SKEDSOFT

Graph Theory

Problem . Find the chromatic polynomial and chromatic number for the graph K3, 3.

Solution. Chromatic polynomial for K3, 3 is given by λ(λ – 1)5.
Thus chromatic number of this graph is 2.
Since λ(λ – 1)5 > 0 first when λ = 2.
Here, only two distinct colours are required to colour K3, 3.
The vertices a, b and c may have one colours, as they are not adjacent.
Similarly, vertices d, e and f can be coloured in proper way using one colour.
But a vertex from {a, b, c} and a vertex from {d, e, f} both cannot have the same colour.
In fact every chromatic number of any bipartite graph is always 2.

Problem . Find the chromatic polynomial and hence the chromatic number for the graph shown below.

Solution.
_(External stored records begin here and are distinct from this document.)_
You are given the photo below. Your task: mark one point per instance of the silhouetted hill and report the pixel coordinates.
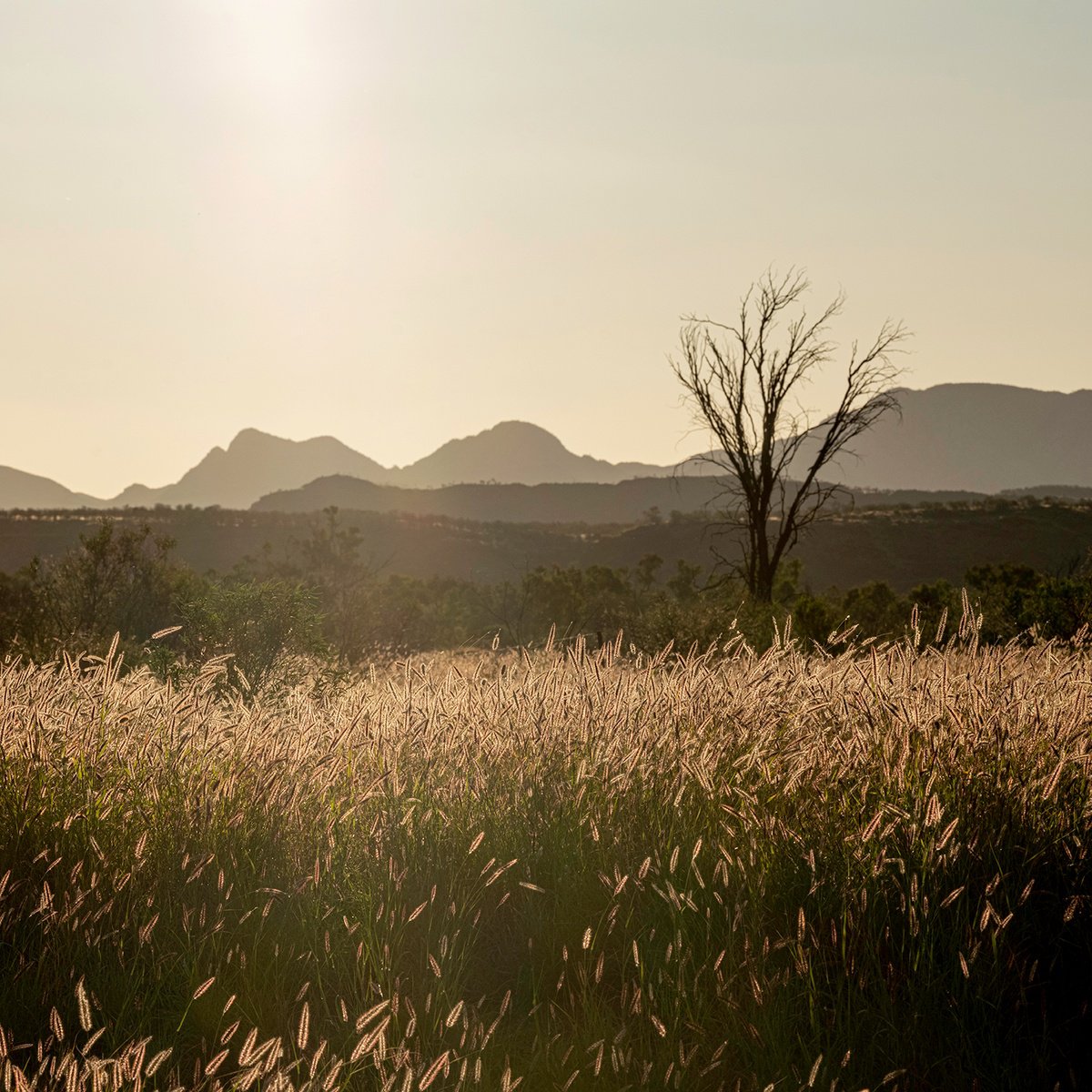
(904, 547)
(568, 502)
(20, 490)
(254, 464)
(984, 437)
(956, 437)
(511, 452)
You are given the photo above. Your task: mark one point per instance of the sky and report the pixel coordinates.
(402, 222)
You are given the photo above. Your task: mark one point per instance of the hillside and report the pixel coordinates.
(901, 546)
(982, 438)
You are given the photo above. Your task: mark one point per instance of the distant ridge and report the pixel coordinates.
(956, 437)
(516, 452)
(983, 437)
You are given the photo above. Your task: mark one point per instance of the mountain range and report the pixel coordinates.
(959, 437)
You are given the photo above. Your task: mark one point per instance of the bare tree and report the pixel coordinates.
(743, 382)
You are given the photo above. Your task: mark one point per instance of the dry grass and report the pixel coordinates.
(546, 872)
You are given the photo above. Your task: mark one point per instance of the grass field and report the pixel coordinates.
(554, 872)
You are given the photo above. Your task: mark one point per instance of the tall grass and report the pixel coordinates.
(546, 871)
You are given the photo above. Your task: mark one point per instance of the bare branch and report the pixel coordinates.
(740, 379)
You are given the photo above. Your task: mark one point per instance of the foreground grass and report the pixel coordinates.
(716, 872)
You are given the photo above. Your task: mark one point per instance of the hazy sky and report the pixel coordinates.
(399, 222)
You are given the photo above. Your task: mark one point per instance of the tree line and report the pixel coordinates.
(323, 602)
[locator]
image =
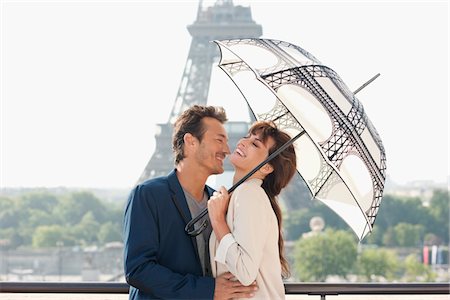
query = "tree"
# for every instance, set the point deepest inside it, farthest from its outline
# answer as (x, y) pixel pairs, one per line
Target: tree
(377, 262)
(439, 209)
(87, 229)
(328, 253)
(48, 236)
(416, 270)
(109, 233)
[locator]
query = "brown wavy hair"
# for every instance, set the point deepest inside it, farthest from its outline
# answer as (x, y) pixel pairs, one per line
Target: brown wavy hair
(284, 167)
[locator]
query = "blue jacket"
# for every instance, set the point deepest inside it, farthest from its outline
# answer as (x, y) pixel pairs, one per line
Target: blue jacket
(160, 259)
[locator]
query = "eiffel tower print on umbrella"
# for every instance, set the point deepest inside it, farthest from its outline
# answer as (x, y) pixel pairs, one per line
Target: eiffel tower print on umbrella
(340, 155)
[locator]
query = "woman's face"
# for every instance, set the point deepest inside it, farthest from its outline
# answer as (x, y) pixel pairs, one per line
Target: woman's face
(250, 151)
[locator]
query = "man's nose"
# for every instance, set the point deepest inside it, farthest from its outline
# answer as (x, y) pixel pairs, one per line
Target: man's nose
(227, 149)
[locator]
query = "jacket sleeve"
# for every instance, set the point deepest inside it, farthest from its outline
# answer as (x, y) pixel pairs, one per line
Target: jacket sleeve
(141, 239)
(242, 249)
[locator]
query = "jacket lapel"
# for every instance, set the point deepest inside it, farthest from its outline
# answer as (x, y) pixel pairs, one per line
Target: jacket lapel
(181, 204)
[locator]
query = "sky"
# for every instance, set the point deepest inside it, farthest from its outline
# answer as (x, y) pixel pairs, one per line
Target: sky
(83, 83)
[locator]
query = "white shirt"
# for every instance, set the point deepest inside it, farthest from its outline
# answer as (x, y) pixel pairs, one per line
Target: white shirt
(250, 251)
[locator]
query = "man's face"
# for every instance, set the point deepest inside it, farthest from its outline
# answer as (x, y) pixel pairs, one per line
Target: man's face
(213, 148)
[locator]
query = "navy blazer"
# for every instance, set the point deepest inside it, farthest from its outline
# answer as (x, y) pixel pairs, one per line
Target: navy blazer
(160, 258)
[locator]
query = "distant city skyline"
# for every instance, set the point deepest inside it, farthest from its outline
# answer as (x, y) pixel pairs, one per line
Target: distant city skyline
(83, 84)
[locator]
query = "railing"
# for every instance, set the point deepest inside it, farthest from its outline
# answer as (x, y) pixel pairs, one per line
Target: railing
(320, 289)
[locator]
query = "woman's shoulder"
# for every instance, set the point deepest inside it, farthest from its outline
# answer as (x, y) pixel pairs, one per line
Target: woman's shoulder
(250, 189)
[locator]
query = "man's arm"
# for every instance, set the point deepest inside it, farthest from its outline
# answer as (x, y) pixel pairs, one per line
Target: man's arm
(141, 238)
(227, 288)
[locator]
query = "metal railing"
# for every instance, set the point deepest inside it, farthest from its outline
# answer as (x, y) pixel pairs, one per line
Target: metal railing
(320, 289)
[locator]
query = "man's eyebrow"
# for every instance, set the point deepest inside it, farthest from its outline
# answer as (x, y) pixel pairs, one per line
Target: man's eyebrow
(258, 140)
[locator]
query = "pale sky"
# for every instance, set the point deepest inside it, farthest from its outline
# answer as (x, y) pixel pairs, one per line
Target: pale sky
(83, 83)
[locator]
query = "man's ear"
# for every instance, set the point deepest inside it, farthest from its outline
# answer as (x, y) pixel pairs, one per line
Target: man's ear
(189, 139)
(266, 169)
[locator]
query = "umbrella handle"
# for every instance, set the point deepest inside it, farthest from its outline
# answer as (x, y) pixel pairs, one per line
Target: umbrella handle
(190, 230)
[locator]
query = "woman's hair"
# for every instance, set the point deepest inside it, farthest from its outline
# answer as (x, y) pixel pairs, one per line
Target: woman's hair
(190, 121)
(284, 167)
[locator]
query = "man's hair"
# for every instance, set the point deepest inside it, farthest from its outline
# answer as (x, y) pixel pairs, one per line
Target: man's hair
(190, 121)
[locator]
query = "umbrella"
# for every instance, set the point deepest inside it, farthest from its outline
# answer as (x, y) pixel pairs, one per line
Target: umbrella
(340, 155)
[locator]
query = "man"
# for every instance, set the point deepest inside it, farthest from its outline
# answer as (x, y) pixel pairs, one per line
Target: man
(160, 259)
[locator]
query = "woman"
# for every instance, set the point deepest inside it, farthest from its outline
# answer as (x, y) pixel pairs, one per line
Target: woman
(246, 238)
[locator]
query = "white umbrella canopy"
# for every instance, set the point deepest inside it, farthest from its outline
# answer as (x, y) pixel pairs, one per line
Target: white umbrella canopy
(340, 155)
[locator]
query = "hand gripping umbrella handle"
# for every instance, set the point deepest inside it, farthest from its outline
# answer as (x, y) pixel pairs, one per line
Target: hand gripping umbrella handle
(190, 226)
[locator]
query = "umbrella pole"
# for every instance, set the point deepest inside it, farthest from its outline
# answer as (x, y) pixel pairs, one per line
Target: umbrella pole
(367, 83)
(190, 226)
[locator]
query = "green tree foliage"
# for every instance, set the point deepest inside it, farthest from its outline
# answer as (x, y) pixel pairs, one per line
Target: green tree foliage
(48, 236)
(41, 219)
(109, 232)
(375, 262)
(296, 222)
(328, 253)
(439, 210)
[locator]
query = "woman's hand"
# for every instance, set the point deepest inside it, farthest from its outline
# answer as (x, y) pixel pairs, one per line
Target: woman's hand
(217, 211)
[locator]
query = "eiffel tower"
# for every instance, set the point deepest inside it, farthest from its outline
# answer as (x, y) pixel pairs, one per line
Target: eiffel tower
(222, 20)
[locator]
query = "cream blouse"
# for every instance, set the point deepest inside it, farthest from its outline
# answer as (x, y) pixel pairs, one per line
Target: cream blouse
(250, 251)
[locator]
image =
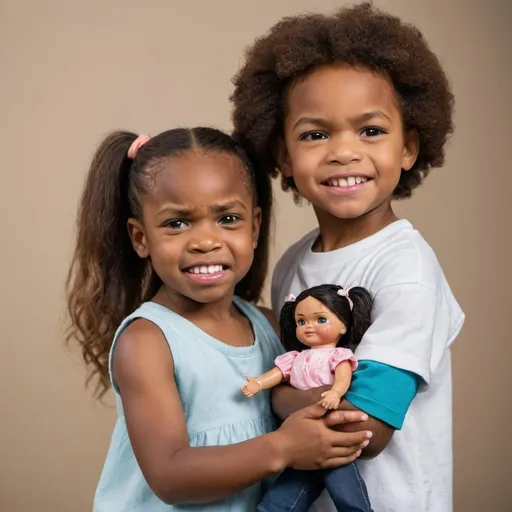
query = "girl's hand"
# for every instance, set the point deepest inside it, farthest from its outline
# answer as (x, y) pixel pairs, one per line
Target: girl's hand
(308, 442)
(253, 387)
(330, 399)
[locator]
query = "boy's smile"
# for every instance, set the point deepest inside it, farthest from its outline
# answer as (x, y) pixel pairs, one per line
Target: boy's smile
(345, 145)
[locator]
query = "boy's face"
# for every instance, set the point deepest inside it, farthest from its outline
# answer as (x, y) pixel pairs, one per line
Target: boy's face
(344, 143)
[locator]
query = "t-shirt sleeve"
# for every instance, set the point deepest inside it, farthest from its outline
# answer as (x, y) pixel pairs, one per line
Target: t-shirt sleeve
(383, 391)
(402, 331)
(285, 363)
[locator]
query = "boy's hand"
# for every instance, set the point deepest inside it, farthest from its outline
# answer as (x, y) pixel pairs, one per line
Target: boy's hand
(253, 387)
(330, 399)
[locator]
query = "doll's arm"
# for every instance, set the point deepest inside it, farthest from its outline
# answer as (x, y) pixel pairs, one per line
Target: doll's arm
(342, 376)
(268, 380)
(286, 400)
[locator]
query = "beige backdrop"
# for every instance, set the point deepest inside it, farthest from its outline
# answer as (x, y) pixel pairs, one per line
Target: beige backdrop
(72, 70)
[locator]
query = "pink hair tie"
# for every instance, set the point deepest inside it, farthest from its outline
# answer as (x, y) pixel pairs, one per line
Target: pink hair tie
(343, 292)
(136, 144)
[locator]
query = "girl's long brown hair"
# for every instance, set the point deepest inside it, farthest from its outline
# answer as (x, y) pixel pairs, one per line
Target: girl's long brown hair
(107, 280)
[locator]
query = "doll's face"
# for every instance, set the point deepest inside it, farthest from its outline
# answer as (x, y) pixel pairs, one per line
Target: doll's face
(317, 325)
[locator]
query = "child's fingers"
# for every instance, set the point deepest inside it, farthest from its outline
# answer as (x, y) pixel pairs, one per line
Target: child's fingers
(348, 439)
(338, 417)
(342, 461)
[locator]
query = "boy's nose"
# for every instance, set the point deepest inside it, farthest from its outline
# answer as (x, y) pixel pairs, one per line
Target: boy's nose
(344, 150)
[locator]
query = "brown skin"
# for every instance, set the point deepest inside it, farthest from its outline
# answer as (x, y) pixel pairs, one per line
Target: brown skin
(143, 365)
(286, 400)
(344, 121)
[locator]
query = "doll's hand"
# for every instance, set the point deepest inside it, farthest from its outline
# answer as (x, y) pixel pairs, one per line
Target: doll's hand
(330, 399)
(253, 387)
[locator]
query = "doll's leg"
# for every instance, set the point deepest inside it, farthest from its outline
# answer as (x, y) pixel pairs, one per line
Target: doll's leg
(293, 491)
(347, 489)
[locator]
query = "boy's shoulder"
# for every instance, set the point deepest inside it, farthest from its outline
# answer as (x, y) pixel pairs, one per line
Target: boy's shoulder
(398, 254)
(404, 258)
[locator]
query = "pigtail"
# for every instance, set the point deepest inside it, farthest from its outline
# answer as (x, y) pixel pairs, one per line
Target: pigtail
(361, 316)
(107, 279)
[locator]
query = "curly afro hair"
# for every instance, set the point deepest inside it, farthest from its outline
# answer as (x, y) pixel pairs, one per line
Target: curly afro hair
(360, 36)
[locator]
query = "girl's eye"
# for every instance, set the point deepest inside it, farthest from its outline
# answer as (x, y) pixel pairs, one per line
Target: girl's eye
(229, 220)
(372, 132)
(313, 136)
(176, 224)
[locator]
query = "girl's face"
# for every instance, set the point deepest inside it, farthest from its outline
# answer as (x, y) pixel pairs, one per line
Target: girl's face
(199, 225)
(317, 325)
(344, 141)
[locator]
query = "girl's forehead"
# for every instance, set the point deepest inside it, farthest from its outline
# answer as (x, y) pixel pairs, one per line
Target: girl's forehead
(198, 175)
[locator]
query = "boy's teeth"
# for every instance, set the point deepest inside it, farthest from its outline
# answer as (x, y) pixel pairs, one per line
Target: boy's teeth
(349, 181)
(203, 269)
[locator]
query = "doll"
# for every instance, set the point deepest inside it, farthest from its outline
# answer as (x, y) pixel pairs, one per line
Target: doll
(320, 329)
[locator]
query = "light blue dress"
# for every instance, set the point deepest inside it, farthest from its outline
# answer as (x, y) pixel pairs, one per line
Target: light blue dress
(209, 375)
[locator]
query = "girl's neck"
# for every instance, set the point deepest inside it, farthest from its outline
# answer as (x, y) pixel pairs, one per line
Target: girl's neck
(336, 233)
(221, 309)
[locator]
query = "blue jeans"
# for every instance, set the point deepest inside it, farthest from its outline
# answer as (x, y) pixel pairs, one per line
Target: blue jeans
(295, 491)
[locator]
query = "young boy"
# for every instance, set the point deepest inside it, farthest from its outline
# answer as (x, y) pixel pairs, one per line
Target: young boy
(353, 110)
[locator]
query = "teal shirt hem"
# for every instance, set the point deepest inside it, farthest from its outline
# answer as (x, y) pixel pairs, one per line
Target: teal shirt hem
(383, 391)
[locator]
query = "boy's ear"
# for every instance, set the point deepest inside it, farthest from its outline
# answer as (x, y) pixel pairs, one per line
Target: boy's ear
(411, 149)
(282, 158)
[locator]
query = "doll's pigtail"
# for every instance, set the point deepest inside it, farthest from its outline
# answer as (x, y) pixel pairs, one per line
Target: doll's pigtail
(361, 316)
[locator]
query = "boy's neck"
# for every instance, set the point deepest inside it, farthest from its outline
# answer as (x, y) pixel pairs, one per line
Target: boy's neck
(336, 233)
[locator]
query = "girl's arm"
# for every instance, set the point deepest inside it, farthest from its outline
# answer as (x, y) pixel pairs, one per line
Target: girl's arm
(342, 376)
(178, 473)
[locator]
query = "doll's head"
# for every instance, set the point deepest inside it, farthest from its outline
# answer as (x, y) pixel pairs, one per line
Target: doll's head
(325, 315)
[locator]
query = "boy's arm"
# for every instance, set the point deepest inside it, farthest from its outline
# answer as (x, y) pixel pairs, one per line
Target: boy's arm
(286, 400)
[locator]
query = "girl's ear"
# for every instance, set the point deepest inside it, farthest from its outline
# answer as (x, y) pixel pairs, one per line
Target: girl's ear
(283, 158)
(411, 149)
(138, 238)
(256, 224)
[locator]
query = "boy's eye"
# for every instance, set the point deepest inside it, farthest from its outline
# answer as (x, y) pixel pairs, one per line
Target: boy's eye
(229, 219)
(176, 224)
(372, 132)
(312, 136)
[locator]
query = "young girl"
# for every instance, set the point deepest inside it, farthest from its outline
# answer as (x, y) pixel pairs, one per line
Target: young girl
(354, 111)
(168, 232)
(320, 329)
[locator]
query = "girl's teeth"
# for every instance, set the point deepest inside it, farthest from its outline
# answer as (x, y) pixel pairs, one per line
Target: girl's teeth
(203, 269)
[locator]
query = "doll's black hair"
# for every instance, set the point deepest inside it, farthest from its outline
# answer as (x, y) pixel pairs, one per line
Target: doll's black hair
(356, 320)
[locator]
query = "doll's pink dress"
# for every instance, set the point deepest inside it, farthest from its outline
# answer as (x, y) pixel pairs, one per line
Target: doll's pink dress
(315, 367)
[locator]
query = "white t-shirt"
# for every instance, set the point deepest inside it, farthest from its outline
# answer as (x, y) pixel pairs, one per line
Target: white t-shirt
(415, 318)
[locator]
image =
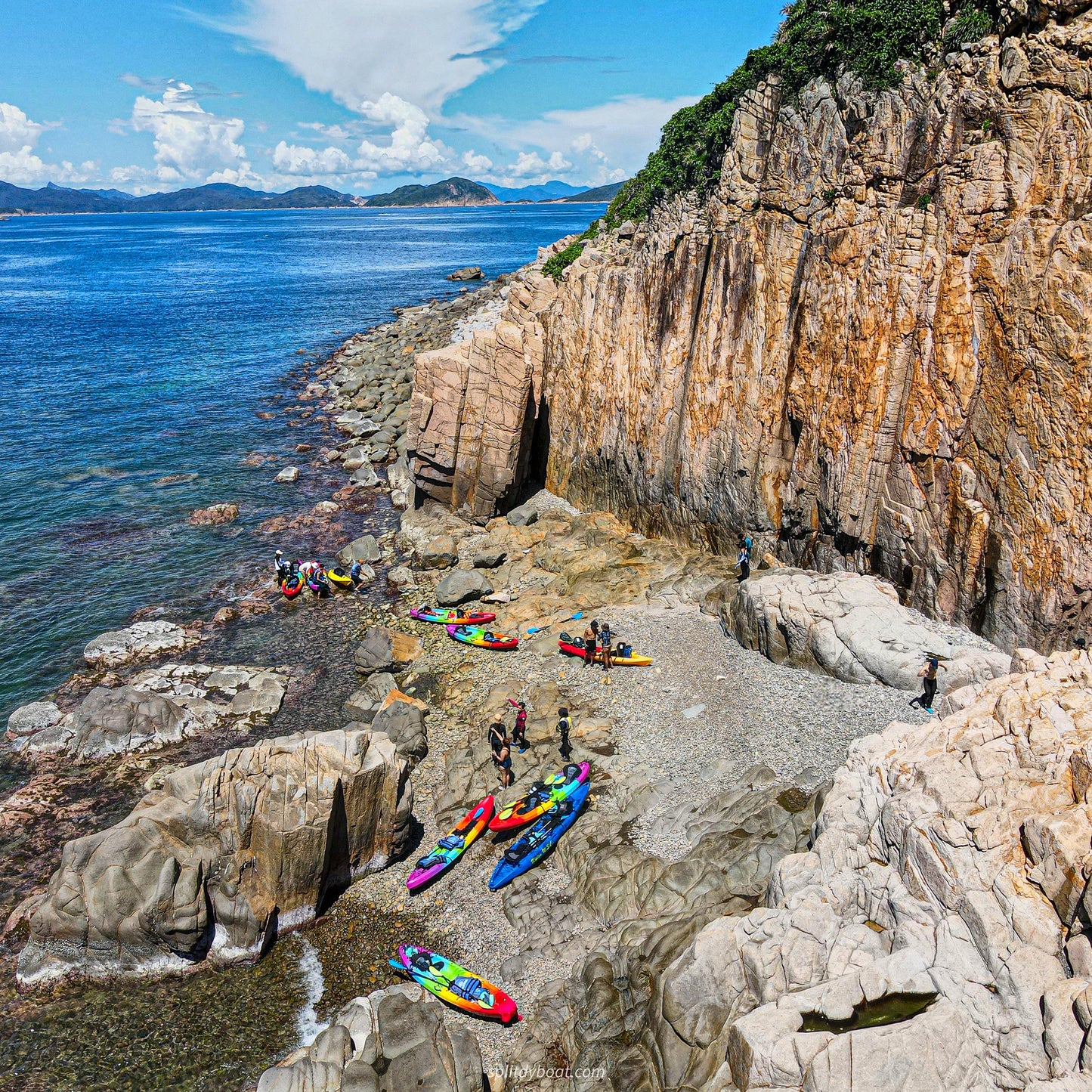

Since G is made up of components of G1, G2 and G3 where G1 = K3, G2 is a linear graph and G3 is an isolated vertex. Now G1 can be coloured in λ(λ – 1)(λ – 2) ways, G2 can be coloured in λ(λ – 1) ways and G3 is λ ways. Therefore, by the rule of product G can be coloured be
λ(λ – 1)(λ – 2)λ(λ – 1)λ = λ3(λ – 1)2(λ – 2).